Atkins looked for the closest bridge across the Mississippi. There was one at a small town in extreme southern Missouri. Caruthersville. Crossing to the Tennessee side of the river near Dyersburg, it was about forty miles southwest of Mayfield and ninety miles north of Memphis.
Atkins wondered if the bridge was still standing.
NEAR RAITLAND, KENTUCKY
JANUARY 13
3:00 A.M.
BOBBY MITCHELL STARED OUT THE PATROL CAR’S rear window. They’d just rounded a curve, hugging the west shoreline of the Tennessee River, which flowed through a deep valley cut. Bobby was watching for the first sight of the flood wall.

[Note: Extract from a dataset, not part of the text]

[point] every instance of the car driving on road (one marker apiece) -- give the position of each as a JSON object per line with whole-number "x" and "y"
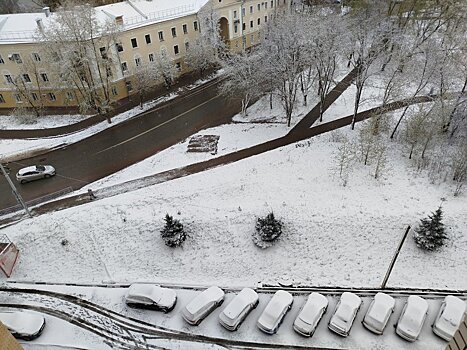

“What do you see, boy?” the sheriff shouted, his eyes locked on the blacktop. He was driving dangerously fast. From the highway, it was a one-hundred-foot drop through trees straight to the river. They were racing toward Raitland, Kentucky, the next town in the path of the flood surge. Paducah was only fifteen miles away.
“I ca
n’t see anything,” Bobby shouted.
“You sure can hear it,” the sheriff said. He had his window down. The approaching flood was a steady roar in the distance.
Lauren was trying not to think about what had happened at Gilbertsville. She wanted to block it forever out of her mind. There was no way the town, or anyone in it, could have survived that massive wall of water.

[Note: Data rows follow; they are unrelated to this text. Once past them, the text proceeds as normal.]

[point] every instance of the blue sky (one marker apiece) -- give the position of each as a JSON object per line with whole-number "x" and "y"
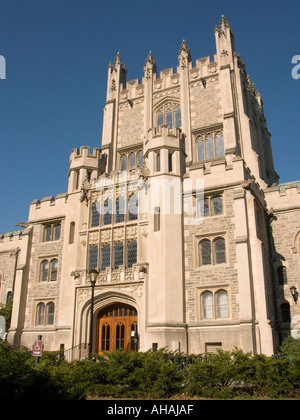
{"x": 57, "y": 54}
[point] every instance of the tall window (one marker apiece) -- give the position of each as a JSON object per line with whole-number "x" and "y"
{"x": 53, "y": 270}
{"x": 207, "y": 305}
{"x": 123, "y": 163}
{"x": 156, "y": 219}
{"x": 95, "y": 214}
{"x": 72, "y": 233}
{"x": 212, "y": 251}
{"x": 219, "y": 249}
{"x": 49, "y": 270}
{"x": 44, "y": 270}
{"x": 209, "y": 146}
{"x": 222, "y": 304}
{"x": 140, "y": 159}
{"x": 105, "y": 257}
{"x": 45, "y": 313}
{"x": 158, "y": 162}
{"x": 131, "y": 253}
{"x": 107, "y": 212}
{"x": 131, "y": 160}
{"x": 93, "y": 262}
{"x": 214, "y": 305}
{"x": 118, "y": 251}
{"x": 205, "y": 252}
{"x": 133, "y": 207}
{"x": 40, "y": 314}
{"x": 120, "y": 209}
{"x": 50, "y": 313}
{"x": 169, "y": 114}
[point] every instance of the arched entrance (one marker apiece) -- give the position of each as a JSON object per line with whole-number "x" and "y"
{"x": 117, "y": 328}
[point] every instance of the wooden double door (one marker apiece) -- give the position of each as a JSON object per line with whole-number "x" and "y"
{"x": 117, "y": 328}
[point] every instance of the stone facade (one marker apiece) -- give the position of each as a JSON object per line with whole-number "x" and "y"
{"x": 197, "y": 266}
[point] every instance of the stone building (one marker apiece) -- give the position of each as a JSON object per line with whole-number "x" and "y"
{"x": 180, "y": 212}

At Hessel’s urging, she tried to raise the police dispatcher in Raitland. The radio scanner mounted on the dashboard of the car hissed static. Lauren pressed the search button. A woman’s voice came on the air.
“That’ll be Georgetta Williams,” Hessel said. “Tell her to put her husband Bob on. Let me talk to him.”
Lauren did so. There was a long burst of static. “Bob’s dead,” the woman said in a dull monotone. “He’s lying out in the street. A power line fell on him.”
“There’s a flood coming your way, Georgetta,” Hessel said, grabbing the microphone. “The dam broke at Kentucky Lake. You’ve got to get out of there.”
The woman’s shrill laughter stunned Lauren. Coming over the static of the police radio, it sounded disembodied, ripped from her soul.
“Sure,” she said, still laughing hysterically. “I’ll go get my husband, and we’ll get the car and leave.”
The radio clicked off.
Hessel punched the gas pedal. The patrol car’s high beams were boring into the darkness. He was racing straight down the yellow lane divider. He could tell the softer aftershocks by the way the car vibrated. He felt the shaking in the steering wheel.
They hit Raitland a few minutes later, turning off the highway and heading down a long, steep street, their siren going full blast. Most of the town was laid out on a crescent-shaped plateau just above the river.